What turned your season around, after the three losses?
“I think we came out of those three losses really, really disappointed. It wasn’t the netball that we wanted to play and not the brand that we have decided that we wanted to put out there. So, we did tweak a few things. We had to really commit to putting out the brand of netball that we want to play and are reaping the rewards now.”
Kate Moloney, Melbourne Vixens
You’ve got ice on your leg, tough game?
“It was a tough game. They came out absolutely firing. I think we played well for about a half of netball and I think the pressure they put on us, got to us in the end. That is not good enough.

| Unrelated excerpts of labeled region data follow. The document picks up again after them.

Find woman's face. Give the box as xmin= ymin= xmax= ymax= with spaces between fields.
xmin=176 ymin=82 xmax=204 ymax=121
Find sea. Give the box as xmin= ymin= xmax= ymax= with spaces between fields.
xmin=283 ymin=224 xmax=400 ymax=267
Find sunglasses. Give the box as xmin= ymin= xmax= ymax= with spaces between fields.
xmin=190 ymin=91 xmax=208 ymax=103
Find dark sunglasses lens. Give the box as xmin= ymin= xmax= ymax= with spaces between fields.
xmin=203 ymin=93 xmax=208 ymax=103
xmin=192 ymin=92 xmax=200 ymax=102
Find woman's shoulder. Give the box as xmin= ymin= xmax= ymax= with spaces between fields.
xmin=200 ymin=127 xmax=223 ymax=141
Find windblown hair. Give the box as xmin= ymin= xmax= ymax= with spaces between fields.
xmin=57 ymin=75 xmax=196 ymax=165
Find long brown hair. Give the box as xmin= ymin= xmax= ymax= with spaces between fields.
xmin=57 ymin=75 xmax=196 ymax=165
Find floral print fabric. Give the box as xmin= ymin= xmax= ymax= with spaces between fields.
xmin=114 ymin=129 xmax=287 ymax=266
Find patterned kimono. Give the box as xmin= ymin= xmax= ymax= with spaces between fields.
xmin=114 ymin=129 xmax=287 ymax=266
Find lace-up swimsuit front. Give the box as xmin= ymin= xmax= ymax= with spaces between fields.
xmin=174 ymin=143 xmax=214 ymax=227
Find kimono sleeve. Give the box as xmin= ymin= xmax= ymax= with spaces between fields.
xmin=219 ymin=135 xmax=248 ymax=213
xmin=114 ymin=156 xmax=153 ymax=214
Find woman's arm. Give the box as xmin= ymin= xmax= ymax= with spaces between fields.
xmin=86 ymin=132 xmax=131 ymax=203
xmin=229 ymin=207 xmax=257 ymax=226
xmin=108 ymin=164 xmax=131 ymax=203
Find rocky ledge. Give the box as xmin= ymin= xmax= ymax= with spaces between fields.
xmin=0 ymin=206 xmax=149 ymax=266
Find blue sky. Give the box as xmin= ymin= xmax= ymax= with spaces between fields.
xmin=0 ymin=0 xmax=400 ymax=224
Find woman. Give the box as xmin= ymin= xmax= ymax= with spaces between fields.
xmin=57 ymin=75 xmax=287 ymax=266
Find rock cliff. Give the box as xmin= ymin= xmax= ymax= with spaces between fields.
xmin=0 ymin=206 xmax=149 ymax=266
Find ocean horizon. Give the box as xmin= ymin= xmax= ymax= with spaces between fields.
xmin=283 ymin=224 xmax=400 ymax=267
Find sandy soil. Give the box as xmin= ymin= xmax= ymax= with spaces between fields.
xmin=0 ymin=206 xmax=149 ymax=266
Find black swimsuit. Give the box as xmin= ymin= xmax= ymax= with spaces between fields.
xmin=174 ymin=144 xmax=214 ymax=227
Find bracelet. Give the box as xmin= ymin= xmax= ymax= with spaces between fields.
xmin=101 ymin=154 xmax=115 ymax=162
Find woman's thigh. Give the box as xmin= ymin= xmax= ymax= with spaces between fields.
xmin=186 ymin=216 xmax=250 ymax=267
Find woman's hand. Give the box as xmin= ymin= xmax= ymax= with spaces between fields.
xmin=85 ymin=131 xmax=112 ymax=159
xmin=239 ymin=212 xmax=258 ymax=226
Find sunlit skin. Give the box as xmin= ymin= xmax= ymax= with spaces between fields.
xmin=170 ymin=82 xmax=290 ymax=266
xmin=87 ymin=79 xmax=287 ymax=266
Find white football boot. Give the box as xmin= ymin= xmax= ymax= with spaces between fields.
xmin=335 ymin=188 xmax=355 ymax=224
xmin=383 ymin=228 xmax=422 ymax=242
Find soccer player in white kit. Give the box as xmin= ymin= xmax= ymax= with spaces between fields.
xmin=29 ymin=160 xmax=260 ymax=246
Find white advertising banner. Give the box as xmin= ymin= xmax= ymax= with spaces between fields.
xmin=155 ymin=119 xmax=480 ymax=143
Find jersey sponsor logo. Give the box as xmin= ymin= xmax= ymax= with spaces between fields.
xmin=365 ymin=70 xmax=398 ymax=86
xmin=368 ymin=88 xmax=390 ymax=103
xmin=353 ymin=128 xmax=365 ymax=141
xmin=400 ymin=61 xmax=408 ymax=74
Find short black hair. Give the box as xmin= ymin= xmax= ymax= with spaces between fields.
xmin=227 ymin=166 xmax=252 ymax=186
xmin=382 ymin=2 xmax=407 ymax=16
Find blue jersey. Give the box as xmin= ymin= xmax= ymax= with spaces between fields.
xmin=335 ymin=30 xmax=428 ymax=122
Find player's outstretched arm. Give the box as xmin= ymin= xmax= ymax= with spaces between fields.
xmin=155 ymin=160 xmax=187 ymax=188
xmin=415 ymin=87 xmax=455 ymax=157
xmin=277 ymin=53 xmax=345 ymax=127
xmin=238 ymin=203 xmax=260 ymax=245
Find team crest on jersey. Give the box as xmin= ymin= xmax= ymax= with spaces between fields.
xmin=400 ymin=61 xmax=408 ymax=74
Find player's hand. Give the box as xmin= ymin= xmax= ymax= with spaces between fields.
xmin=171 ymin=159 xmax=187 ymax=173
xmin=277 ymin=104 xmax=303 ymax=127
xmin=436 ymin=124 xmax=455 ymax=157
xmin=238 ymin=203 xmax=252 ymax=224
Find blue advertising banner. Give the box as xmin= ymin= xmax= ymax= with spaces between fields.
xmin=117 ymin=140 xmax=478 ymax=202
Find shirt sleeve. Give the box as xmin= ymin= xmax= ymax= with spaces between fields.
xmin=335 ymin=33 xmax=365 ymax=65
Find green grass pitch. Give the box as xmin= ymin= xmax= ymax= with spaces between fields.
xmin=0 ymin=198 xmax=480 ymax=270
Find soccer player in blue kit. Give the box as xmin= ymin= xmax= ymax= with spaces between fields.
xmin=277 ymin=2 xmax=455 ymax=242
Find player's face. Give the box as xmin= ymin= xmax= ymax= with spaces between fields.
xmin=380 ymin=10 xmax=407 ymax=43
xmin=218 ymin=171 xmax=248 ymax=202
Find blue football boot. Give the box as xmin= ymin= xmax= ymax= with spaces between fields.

That is something we need to work on and maintain for a better performance.”
You won the first quarter, but the Lightning won every quarter after that
“Yeah but I was really impressed with how the girls kept fighting back, no matter how far ahead the Lightning got in that first couple of quarters. We were able to pull it back. And we were in front at quarter-time and level at halftime. It was really just that third quarter that we let them get away.”
The new points system has obviously kept some teams in touch with the top four, has it changed the way you prepare for games this year?
“Not really. I mean, you are aware of it and, like you said, it has really affected the competition and the ladder in terms of where teams are sitting. But despite that, you want to win every quarter and you want to win the game. I think that is the key.”
Sam Gooden, Melbourne Vixens
Congratulations on your 2018 Super Netball debut, how was it?
“It was pretty intense and exciting to be out there. Obviously a disappointing result. But I am proud to be part of this team and grateful for the opportunity on the court.”
What was said to you before you stepped out?
“Go for it. Have fun. Play like I usually do.”
What caused the change, was it Tegan’s ankle or was it a planned change?
“I was warming up, but I think Tegan’s ankle really made the change happen.”
How intimidating was it against, arguably, the best defence outfit in Super Netball?
“Physical and strong. But you just don’t know what to expect when you go out on court. They are a really strong opposition. I tried not to think about how intimidating it could be. I just played how I usually do and take it all in as I went.”